The apostles said to the Lord, “Increase our faith!” He replied, “If you have faith as small as a mustard seed, you can say to this mulberry tree, ‘Be uprooted and planted in the sea,’ and it will obey you.” (Luke 17:5-6)
I vividly remember hearing this in church when I was a kid and spending the remainder of Mass trying to move palm branches telekinetically. I’d seen the tiny, yellow, mustardy balls in my mom’s spice rack and in my Oscar Mayer salami, so I figured surely I had at least that much faith.
That Much Faith. Can we quantify faith? Can we “kinda” believe in Jesus? Can we “sorta hope” God will answer our prayers? In terms of faith, does it count to be “almost certain” or “pretty sure?”
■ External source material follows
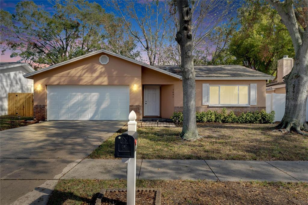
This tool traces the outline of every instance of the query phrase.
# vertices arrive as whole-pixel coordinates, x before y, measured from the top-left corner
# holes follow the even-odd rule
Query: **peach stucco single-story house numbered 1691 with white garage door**
[[[265,84],[273,76],[243,66],[195,66],[197,111],[223,107],[265,110]],[[37,120],[170,118],[183,110],[179,67],[150,66],[98,50],[24,75],[34,79]]]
“Now faith is being sure of what we hope for and certain of what we do not see.” (Hebrews 11:1)
In Matthew 8:10, Jesus is astonished at the centurion’s “great faith,” but then a few verses later, calls the disciples’ “ye of little faith” (8:26). I believe the way Jesus follows His commentary on the faith of a mustard seed is telling. He offers a lesson on having a servant’s heart, rather than one of entitlement (Luke 17:7-10). And we see this same difference between the disciples and the centurion. The disciples scream, “Lord, save us!” whereas the centurion says, “Lord, I do not deserve to have you come under my roof. But just say the word, and my servant will be healed.”
Tying it all together, great faith is displayed when we’re “certain of what we do not see.” When we look upon ourselves with our flawed, human sense of reality, we waver. But in humility, with our spiritual eyes fixed on Jesus, words like kinda, sorta and almost… simply melt away.